Image by Devan Scott

When You Pour Something, It Carries the Memory of Its Mold (2024) Multi-media installation, 3-channel film, 4-channel sound

Exhibition statement:

Anti-disciplinary artist Ghinwa Yassine writes an Arab female body as a secret in her multi-media installation When You Pour Something, It Carries the Memory of Its Mold. This work is inspired by secret codes, the appearance and disappearance of women's bodies in a public context, and responding to the various forms of oppression the artist witnessed firsthand or vicariously. She searches for freedom which is a right to carry oneself safely in the world, as one is, in their truth. 

Yassine spent the last three years researching the body as a site for the manifestation of individual and collective memory. She centers embodied agency, which she coins as a gestural agency or an agentic gesture, one in which a body is acting and not being subjected. Her past projectsKickQueen (2020) and How Far Can a Marked Body Go (2023) focus on the bodies of Lebanese women in the 2019 uprisings in Beirut, as an attempt to reclaim what Judith Butler calls “the right to have rights”. Since then, she has been wondering: what would it feel like to have an unconditional freedom to appear and to be? Furthermore, what would it feel like, in the body, to have no enemy, no need to resist or to fight, or rather, not to carry a fight within? These questions become even more urgent considering the unsettling events we are presently witnessing. The work turns into a response to, unfortunately, what today’s freedom is not.
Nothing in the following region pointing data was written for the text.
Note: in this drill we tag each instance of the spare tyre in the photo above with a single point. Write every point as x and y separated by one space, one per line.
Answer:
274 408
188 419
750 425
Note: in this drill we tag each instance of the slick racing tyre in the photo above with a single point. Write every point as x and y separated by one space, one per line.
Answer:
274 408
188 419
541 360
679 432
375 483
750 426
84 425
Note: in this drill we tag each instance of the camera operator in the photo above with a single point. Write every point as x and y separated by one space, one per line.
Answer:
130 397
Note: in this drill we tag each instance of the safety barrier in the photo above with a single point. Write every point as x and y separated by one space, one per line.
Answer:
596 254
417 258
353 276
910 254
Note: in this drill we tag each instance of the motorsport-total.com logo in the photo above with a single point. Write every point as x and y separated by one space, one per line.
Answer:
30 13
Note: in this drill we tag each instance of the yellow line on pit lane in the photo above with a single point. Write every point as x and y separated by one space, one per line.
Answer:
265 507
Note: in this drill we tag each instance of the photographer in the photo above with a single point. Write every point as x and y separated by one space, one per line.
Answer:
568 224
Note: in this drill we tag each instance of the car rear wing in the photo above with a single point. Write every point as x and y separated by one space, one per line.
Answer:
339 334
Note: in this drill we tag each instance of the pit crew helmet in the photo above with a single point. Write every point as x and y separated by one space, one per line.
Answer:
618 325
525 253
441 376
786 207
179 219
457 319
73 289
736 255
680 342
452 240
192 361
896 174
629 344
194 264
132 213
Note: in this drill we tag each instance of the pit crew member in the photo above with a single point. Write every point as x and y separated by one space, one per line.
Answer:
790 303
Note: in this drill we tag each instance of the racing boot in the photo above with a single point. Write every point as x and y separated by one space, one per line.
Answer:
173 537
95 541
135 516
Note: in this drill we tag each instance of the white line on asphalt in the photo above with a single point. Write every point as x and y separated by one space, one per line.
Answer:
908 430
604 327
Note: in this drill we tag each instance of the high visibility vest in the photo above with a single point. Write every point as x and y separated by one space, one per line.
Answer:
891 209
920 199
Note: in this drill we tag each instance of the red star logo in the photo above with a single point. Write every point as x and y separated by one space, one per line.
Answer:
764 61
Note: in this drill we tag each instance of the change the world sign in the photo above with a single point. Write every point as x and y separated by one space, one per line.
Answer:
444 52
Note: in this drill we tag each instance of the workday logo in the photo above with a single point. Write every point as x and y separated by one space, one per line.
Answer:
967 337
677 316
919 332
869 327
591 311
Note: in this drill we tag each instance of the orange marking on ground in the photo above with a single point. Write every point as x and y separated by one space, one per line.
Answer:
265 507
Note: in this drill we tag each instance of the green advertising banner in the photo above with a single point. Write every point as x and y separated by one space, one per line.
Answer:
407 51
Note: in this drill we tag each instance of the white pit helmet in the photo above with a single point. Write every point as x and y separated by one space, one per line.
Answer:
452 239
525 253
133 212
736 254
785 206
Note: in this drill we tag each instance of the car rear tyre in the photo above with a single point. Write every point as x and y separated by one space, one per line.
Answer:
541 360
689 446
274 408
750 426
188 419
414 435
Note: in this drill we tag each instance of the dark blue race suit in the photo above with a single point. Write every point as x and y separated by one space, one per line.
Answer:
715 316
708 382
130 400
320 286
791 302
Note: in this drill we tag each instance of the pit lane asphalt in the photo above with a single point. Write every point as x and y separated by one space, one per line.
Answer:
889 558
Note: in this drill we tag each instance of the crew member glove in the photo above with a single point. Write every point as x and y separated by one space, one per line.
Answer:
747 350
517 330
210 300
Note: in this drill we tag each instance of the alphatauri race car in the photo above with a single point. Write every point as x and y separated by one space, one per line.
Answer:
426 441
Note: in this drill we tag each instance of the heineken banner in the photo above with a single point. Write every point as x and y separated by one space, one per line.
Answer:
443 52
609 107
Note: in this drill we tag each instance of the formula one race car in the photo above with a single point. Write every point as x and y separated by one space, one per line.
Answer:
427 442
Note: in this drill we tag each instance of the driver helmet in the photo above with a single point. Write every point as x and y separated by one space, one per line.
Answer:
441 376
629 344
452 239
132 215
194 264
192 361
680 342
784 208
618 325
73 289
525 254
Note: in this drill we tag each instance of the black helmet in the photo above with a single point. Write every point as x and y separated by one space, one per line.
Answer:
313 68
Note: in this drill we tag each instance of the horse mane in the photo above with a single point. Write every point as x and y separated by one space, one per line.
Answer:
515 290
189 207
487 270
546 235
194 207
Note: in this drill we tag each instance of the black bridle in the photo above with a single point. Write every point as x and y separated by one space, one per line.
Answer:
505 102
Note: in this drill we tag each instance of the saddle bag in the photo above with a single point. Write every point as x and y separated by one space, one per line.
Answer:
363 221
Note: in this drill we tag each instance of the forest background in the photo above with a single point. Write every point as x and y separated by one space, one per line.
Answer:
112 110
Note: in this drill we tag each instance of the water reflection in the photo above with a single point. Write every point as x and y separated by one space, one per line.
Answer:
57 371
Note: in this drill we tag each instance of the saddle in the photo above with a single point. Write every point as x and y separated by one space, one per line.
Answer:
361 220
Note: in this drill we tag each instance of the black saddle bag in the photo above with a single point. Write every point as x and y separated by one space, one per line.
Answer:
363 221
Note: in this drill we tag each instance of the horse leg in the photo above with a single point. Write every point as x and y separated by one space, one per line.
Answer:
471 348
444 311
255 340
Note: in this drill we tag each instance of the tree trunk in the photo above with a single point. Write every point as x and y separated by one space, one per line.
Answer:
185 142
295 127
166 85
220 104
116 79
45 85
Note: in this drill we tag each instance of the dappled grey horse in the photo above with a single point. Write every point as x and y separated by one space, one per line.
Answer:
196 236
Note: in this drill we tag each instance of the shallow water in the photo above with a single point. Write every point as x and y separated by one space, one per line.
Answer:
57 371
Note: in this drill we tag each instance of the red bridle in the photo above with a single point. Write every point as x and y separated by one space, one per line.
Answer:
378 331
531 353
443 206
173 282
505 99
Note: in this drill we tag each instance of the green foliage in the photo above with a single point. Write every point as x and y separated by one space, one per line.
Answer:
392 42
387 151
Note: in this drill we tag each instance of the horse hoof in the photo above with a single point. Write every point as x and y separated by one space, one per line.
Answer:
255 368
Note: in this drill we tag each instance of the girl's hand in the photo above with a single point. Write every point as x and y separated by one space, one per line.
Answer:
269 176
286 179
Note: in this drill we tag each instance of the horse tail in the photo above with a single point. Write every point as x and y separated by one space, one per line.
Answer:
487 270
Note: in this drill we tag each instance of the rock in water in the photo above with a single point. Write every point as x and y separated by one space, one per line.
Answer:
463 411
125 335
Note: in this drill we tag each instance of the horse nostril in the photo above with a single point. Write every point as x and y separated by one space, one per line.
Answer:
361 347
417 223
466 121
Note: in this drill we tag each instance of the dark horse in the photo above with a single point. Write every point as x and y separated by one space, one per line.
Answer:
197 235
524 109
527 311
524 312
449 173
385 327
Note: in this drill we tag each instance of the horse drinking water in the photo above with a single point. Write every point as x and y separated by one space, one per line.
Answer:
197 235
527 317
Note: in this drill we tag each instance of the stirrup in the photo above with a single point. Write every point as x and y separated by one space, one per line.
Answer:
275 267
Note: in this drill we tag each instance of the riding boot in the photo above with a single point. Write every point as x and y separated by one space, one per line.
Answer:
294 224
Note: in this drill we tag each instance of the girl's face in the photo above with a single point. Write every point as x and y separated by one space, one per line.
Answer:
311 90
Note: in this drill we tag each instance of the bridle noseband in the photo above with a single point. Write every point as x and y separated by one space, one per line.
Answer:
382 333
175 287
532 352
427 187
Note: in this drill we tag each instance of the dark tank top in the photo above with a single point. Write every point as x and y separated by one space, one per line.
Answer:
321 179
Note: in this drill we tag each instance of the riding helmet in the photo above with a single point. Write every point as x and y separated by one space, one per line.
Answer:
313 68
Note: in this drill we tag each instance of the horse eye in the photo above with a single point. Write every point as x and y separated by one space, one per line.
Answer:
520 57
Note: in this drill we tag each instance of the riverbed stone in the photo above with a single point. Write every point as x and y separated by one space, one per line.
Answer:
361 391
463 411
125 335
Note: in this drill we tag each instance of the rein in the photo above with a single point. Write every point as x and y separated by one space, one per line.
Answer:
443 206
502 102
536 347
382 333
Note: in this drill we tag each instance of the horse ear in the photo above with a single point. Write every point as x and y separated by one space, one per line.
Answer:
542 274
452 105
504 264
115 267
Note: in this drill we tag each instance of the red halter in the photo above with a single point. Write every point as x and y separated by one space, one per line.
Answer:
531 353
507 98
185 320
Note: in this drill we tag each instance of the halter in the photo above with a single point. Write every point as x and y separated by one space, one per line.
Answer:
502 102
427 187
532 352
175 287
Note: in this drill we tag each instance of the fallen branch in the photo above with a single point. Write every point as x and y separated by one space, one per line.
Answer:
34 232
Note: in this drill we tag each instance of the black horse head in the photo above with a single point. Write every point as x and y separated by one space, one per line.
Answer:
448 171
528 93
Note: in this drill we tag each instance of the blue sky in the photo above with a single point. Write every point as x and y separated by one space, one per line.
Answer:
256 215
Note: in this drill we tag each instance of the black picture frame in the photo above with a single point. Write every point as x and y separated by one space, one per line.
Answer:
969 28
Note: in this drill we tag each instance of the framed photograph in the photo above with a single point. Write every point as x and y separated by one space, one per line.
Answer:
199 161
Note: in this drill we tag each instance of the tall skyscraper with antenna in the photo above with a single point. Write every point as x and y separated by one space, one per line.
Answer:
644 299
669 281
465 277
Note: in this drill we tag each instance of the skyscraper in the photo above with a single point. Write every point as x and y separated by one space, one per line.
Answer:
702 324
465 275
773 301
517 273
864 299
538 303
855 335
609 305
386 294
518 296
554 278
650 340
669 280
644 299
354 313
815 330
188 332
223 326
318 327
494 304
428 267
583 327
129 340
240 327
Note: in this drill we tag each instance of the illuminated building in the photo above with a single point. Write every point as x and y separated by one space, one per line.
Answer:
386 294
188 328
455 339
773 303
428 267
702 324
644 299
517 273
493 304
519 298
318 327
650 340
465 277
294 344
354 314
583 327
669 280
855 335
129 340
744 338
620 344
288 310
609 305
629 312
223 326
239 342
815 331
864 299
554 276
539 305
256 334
When You Pour Something, It Carries the Memory of Its Mold combines non-fiction writing, sculpture, costume design, sound, and film performance, and is what the artist wishes for her work to be encountered as a relational story through space. 

Role:
Concept, Writing, Performance, Editing, Art Direction, Production

Contributions:
Sound design: Joey Zaurrini
Fabrication: Nathyn Sanche
Cinematography and color correction: Devan Scott
Assistant lighting and camera: Conor Provenzano
Costume design: Natasha Dennison
Research, admin, and production assistance: Melanie Whorton
Writing consultant: Mandana Mansouri
Special thanks to Meagan Woods

Photo Credits: unless otherwise stated, all photos are taken by Lucie Rocher.

With the support of the Canada Council for the Arts.

“You hide in the underground shelter. Life becomes valuable.”

“You witness the appalling truth that genetics and coordinates determine your worth. Life becomes more valuable.”

Image by Devan Scott

“It’s worse than ever before. You’re an Arab. You were born an Arab. You will die an Arab. It will never change. You’re proud but scared. It will never change.”

“Sometimes you care so much that you lose your capacity to care.”

“So, shake that Arab hip of yours coz all you have left is dancing.”